Although the land surface temperature (LST) is widely evaluated in global temperature variation as a result of climate change, the application of integrated soft computing models is still limited to use for detecting LST. This study aimed to design an integrated soft computing model to detect the LST of Beijing area. Four models were developed and compared, namely, MARS, WNN, ANFIS, and DENFIS. In addition, the MARS method was used to classify the input variables. Landsat images and different software were utilized to mine the LST changes from April 1995 to 2015. In addition, a statistical analysis was conducted to assess the performance of the developed models. From the results, the following can be concluded.
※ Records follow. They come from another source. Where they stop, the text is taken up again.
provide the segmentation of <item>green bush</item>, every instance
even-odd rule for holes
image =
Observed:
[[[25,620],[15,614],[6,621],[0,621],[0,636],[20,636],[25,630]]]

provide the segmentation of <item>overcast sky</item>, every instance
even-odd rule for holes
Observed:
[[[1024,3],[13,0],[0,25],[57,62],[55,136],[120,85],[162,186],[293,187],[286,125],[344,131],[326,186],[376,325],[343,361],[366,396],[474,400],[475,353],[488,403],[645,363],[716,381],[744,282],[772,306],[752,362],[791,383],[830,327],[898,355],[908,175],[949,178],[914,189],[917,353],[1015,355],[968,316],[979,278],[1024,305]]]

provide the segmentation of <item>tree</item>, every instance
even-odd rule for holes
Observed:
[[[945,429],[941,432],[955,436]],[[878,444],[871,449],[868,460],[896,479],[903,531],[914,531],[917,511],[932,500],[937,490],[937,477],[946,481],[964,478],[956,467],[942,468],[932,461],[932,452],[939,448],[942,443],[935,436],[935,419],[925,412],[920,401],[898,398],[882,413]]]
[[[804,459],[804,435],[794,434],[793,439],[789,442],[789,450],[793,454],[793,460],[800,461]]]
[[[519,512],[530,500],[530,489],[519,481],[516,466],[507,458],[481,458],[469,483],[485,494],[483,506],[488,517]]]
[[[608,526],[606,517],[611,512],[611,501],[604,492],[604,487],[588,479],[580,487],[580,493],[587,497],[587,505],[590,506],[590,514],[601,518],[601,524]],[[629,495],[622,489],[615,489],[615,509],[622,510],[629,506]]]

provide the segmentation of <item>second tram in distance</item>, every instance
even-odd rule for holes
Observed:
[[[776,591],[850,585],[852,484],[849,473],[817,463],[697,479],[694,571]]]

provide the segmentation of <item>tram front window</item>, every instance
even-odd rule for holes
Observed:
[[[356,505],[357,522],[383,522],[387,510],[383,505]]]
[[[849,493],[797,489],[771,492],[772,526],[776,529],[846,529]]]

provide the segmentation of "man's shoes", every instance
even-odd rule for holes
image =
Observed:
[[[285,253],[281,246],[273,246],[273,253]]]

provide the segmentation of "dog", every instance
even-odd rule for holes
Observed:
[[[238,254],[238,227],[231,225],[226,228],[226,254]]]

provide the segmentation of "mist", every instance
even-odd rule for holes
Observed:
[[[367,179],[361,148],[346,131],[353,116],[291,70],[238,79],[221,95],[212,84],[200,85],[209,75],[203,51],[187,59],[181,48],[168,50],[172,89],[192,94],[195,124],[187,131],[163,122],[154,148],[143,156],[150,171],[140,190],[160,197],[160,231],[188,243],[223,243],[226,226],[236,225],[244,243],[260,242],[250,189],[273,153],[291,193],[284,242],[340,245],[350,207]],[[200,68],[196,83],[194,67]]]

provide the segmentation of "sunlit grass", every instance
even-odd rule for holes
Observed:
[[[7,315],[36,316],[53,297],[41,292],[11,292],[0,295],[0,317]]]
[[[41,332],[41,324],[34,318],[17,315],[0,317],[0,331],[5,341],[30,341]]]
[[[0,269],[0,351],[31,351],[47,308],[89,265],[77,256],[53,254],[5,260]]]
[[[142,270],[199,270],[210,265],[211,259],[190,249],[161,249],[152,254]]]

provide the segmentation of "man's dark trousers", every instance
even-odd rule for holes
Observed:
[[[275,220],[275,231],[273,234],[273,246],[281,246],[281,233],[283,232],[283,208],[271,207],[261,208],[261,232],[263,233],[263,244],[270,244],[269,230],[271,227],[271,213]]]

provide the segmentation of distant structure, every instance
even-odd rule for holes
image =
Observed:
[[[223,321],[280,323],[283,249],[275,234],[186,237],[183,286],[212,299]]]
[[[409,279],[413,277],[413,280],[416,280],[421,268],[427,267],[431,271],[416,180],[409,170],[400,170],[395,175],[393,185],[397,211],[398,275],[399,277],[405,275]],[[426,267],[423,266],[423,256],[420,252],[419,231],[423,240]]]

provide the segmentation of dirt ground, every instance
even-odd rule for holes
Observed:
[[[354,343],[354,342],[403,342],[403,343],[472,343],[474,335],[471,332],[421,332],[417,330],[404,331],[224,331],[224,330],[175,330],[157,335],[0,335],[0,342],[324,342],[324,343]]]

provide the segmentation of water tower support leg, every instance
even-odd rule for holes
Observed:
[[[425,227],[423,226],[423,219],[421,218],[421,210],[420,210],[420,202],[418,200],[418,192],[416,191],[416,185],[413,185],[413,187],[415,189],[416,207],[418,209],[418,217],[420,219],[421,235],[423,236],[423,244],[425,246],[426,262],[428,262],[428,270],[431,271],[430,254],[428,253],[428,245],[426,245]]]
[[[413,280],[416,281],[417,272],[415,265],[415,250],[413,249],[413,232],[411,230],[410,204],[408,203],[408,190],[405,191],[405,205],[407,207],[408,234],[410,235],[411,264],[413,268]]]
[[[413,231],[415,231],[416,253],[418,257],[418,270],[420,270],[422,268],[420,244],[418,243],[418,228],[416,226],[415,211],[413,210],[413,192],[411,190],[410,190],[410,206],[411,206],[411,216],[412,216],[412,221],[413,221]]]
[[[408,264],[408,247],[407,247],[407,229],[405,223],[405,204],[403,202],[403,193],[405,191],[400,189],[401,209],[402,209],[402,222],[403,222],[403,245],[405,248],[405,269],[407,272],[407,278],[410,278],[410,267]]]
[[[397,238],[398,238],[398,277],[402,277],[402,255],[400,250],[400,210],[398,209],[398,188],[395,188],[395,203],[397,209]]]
First, the comparison of temperature values for the studied periods through image’s analyses shows that there has been a significant change in temperature in Beijing city; the temperature is increased by 0.28°C/year. In addition, the vegetation cover decreased due to the population explosion and economic activities. In addition, the classification of NDVI, NDWI, NDBI, UI, and geographic changes of Beijing and previous temperature records show that the surface and previous LST changes have a significant impact on the LST prediction of the study area.

Second, the evaluation of the prediction models shows that the integrated fuzzy models, ANFIS and DENFIS, are the optimum models for detecting the LST changes in the Beijing area. In addition, it is shown that the MARS model exhibits good performance with limited input parameters. The WNN model showed the weakest performance in predicting the LST changes. The performance of the ANFIS model for the training and testing stages is satisfactory because it has low minimum errors; the RMSE for the training and testing stages were 0.46 and 0.36°C, respectively.

Finally, the predicted LST values show that the changes in climate and urban area will affect the LST changes of the Beijing area in the future. Moreover, this approach could be used to evaluate and predict the LST of other areas from satellite images.

Data Availability

Landsat data were download from EarthExplorer: https://earthexplorer.usgs.gov/. The ancillary data included land surface parameters derived from the Shuttle Radar Topographic Mission (SRTM) 90 m grid spacing DEM data.

Conflicts of Interest

The authors declare no conflicts of interest.

Authors’ Contributions

All the authors have contributed equally to this work.

Acknowledgments

This work was supported by the National Key Research and Development Program of China under Grant no. 2016YFC0803105 and the National Natural Science Foundation of China under Grant no. 41771451.